Carbon monoxide is an important precursor to liquid hydrocarbons in the energy arena, in addition to its applications as an industrial chemical for producing plastics to detergents to the acetic acid used in food preservation, drug manufacturing and other fields.
“The catalytic reduction of carbon dioxide to carbon monoxide is an important transformation that would allow for the mitigation of atmospheric CO2 levels, while producing an energy-rich substrate that forms a basis for fuels production,” Rosenthal says.
“The chemistry we’re doing is energetically uphill—it’s an energy-storing process rather than a downhill, energy-liberating process,” he notes. “And our goal is to make liquid fuel renewably from wind and solar sources, not from typical fossil fuel bases.”
As early as junior high, Rosenthal said, he realized that basic life processes are linked to molecular energy conversion. Then his undergraduate and graduate research took off on renewables.

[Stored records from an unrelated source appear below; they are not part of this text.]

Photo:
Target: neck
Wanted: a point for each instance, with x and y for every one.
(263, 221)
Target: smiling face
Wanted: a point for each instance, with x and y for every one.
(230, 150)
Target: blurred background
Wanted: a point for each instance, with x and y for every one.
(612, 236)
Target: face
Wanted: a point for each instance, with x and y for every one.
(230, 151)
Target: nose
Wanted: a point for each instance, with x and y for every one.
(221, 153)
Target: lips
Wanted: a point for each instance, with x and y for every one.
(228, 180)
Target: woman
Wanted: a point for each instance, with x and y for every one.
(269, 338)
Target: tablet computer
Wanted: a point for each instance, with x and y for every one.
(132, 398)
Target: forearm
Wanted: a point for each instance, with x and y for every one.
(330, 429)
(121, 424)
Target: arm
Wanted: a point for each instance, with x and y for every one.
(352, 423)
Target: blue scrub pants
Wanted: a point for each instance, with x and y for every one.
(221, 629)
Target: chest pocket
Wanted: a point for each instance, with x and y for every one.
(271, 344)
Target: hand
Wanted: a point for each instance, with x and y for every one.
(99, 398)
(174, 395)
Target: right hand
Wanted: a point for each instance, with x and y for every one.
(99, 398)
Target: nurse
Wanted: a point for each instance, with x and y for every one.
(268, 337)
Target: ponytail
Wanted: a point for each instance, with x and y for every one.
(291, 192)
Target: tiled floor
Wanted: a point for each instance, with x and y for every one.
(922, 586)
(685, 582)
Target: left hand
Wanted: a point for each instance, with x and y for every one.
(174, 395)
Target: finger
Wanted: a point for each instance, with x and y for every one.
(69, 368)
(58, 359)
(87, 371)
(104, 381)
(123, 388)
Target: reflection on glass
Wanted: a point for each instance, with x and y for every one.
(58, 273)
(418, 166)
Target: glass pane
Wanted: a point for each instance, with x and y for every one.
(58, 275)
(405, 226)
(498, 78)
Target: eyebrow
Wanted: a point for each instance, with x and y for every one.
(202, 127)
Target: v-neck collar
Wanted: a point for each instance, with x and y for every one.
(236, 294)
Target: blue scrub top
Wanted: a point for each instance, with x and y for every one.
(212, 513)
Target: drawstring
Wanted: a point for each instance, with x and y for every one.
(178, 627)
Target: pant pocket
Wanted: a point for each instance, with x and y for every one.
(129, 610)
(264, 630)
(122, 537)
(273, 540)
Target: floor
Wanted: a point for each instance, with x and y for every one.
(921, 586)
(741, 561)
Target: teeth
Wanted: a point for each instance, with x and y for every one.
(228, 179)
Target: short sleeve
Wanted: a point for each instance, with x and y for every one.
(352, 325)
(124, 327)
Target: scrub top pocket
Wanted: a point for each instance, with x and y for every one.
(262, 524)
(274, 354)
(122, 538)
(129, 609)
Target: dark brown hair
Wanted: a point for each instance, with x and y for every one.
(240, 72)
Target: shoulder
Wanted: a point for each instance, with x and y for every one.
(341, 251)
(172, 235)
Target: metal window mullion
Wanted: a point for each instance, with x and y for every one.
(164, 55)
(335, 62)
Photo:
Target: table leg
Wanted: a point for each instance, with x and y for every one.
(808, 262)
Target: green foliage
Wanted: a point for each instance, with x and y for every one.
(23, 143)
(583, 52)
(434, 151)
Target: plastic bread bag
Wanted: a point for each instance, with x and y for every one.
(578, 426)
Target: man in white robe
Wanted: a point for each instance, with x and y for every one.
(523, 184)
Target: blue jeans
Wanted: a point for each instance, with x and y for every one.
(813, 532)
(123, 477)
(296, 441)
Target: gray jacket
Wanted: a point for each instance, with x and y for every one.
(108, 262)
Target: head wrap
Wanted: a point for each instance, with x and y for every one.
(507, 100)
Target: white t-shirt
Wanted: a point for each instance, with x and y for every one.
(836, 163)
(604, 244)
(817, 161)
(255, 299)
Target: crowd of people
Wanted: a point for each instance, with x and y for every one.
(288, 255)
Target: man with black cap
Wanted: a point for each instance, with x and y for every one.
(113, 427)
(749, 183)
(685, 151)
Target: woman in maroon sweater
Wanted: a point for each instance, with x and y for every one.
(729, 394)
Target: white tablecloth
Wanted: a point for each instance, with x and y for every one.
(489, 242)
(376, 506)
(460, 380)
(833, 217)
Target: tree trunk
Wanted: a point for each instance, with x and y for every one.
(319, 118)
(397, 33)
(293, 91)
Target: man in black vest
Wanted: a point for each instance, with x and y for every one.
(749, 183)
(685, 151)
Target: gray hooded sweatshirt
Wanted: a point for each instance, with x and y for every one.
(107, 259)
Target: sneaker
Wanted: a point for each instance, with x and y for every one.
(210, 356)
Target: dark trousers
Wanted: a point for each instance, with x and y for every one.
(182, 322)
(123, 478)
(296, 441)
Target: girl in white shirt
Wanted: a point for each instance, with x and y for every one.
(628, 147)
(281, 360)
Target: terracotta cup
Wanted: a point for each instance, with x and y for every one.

He earned his undergraduate degree in organic chemistry from New York University and his doctorate in inorganic chemistry at MIT while studying how metals catalyze various energy conversion processes. His doctoral adviser at MIT was Dan Nocera, a leading scientist in renewable energy research.
The strong reputation of the chemistry and biochemistry department lured Rosenthal, a New York City native, to UD. He joined the UD faculty this past fall and already has a research group of eight focusing on the project — one postdoctoral researcher, four graduate students and three undergraduates.
“The CO2 problem is very important, and people have to tackle it,” Rosenthal says. “It’s my hope to be able to map out the molecular design principles for efficient CO2 conversion into fuels. Then you can think about doing this on a commercially relevant scale.”
Conservative estimates predict that by 2050, the rate of global energy consumption will roughly double the rate recorded at the end of the 20th century. Most scientists believe that rising carbon dioxide levels are leading to global climate change.